Note: This post was originally posted on 22 October 2008. It was edited on 26 November 2008 to include my analysis of example 10, which I erroneously left out of the original.

Note 2 [30 August 2010]. In reviewing this post, I realized that the official SACHRP transcript misquoted Dr. Tilden. I am rather sure he said "most social, economic, and educational research would be exempted from coverage," since this is the language in the Federal Register announcement of 26 January 1981. I have amended the quotation accordingly.

2 comments:

Kip Austin Hinton said...

i am developing an activist participant-observation project in a high school. according to all the federal regulations i read, it is exempt under 45 CFR 46.101(b)(1).
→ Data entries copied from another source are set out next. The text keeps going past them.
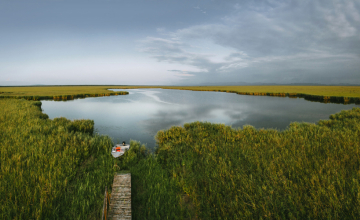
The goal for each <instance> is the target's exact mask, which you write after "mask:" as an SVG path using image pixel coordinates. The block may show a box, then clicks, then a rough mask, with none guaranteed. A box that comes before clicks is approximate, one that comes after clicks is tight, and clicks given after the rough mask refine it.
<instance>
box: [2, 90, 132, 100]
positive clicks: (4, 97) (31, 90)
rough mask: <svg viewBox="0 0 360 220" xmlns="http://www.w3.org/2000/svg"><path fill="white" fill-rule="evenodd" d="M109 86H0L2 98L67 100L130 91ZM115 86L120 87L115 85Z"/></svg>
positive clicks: (92, 96)
mask: <svg viewBox="0 0 360 220" xmlns="http://www.w3.org/2000/svg"><path fill="white" fill-rule="evenodd" d="M109 88H112V87H109V86H17V87H0V98H15V99H26V100H34V101H39V100H47V99H53V100H55V101H66V100H73V99H79V98H87V97H102V96H112V95H127V94H129V93H128V92H124V91H120V92H113V91H111V90H108V89H109ZM114 88H115V89H116V88H119V87H117V86H114Z"/></svg>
the IRB refused, though. and they quoted a specific line of the regulation about children:
"The exemption at 45 CFR 46.101(b)(2), for research involving survey or interview procedures or observation of public behavior, does not apply to research with children, subpart D, except for research involving observations of public behavior when the investigator(s) do not participate in the activities being observed."
http://www.hhs.gov/ohrp/humansubjects/guidance/45cfr46.htm#46.101

ethnography, by definition, demands participation. these 2 categories of exemption are widely conflated, MISinterpreted to become meaningless, EXCEPT for college or adult education. legally, category 1 permits participation with children; category 2 forbids it.

as long as no testing is involved, educational settings SHOULD be exempt. right now, though, universities imagine that note refers to exemption categories 1 and 2.

long-term, the IRBs should either follow the law, or petition the federal government to change to law and exclude children from exemtion categories in general.

but i'm not going to argue with the IRB, i'm just going to complete the additional forms and resubmit. i must devote time to my own research, not to teaching law to board members.

Zachary M. Schrag said...

Thank you for your comment.

You are quite right that the exemption in 45 CFR 46.101(b)(1) applies even to research with minors; see 45 CFR 46.401(b). I confess, however, that I can't see how "activist participation-observation" would constitute "normal educational practices."